Yet the same organisation that appointed the unqualified Crosby has just raised the bar for giving independent financial advice in the UK. The regulator released an update to its Retail Distribution Review (RDR) in November 2008, setting new standards for IFAs.
Existing advisers must achieve Office of the Qualifications and Examinations Regulator (Ofqual) accredited level four qualifications - also known as diploma level - by December 2012. This is a step up from the previous benchmark of Ofqual level three. Industry newcomers will have to attain level four qualifications starting in 2010.
Despite an Oxford maths degree and over 30 years of experience spent as an actuary, fund manager, and the head of HBOS, Crosby's background would not afford him a single credit toward a level four diploma. But is 'do as I say, not as I do' a valid philosophy for the FSA?
Setting the bar
Ofqual, which recently split from the QCA, is the regulator that accredits regulations, while it is the Financial Services Skills Council (FSSC) that actually develops financial qualifications. Once the FSSC has decided what criteria these will include, Ofqual accredits exam awarding bodies that conform to their standards.
The Chartered Insurance Institute (CII) Diploma in Financial Planning (DipPFS) was the sole way for an IFA to obtain level four status until recently, when an equivalent diploma from the ifs School of Finance was also accredited. To achieve the CII standard, an IFA needs 140 'credits' that can be achieved in a variety of ways.
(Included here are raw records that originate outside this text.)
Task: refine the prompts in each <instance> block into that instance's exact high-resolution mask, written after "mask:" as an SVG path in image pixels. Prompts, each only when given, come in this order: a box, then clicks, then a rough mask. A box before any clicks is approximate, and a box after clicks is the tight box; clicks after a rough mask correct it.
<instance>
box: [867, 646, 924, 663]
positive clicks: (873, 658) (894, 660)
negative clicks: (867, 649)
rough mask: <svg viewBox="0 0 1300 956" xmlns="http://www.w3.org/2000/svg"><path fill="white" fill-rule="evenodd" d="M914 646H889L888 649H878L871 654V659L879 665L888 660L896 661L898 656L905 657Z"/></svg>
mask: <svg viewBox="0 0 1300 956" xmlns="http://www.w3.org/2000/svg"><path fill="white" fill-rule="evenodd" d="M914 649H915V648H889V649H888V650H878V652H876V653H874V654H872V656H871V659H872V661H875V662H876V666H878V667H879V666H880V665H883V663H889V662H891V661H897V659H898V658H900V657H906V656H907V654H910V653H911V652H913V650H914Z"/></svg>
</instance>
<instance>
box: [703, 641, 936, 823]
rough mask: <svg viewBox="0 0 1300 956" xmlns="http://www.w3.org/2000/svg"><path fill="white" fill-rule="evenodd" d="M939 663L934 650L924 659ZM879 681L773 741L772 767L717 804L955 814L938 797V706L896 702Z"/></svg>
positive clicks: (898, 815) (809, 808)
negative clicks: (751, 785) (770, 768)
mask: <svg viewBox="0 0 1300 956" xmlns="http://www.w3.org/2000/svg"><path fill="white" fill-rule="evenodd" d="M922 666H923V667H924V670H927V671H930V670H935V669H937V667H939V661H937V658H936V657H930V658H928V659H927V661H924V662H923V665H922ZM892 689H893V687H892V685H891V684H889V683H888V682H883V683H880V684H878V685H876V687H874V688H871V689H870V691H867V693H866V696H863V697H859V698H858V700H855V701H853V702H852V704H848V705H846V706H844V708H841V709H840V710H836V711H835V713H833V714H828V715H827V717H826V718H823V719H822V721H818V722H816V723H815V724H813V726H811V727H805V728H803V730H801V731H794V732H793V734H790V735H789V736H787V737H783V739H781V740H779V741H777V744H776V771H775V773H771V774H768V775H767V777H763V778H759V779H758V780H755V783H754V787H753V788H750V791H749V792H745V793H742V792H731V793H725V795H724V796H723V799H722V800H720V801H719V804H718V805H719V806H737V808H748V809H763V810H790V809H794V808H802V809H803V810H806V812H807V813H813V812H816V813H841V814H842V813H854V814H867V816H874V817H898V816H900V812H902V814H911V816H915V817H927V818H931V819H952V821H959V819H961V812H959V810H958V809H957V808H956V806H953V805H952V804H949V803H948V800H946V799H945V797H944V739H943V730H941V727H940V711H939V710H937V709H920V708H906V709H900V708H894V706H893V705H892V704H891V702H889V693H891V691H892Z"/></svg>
Ofqual has divided these credits into two categories: certificate level and diploma level. At least 80 of an adviser's credits towards the DipPFS must be achieved at diploma level.
IFAs will not have to start from scratch to reach level four, as credits can come from previous learning. For example, each level of the Certificate of Financial Planning (CFP) is worth 70 certificate level credits. The Financial Planning Certificate (FPC) can count for up to 50 credits, depending on whether the qualification was completed before or after 1994. The CeFA counts for 50 to 70 credits, while an Investment Advice Certificate is worth 70 credits. 'Relevant' business courses or university degrees can also add to the credit tally, although this relevance is decided on a case by case basis.
Adding to the confusion is the fact that qualifications beyond the level three benchmark do not necessarily mean advisers have level four status. For example, the CII's Advanced Financial Planning Certificate is above the level three baseline but does not have Ofqual level four recognition.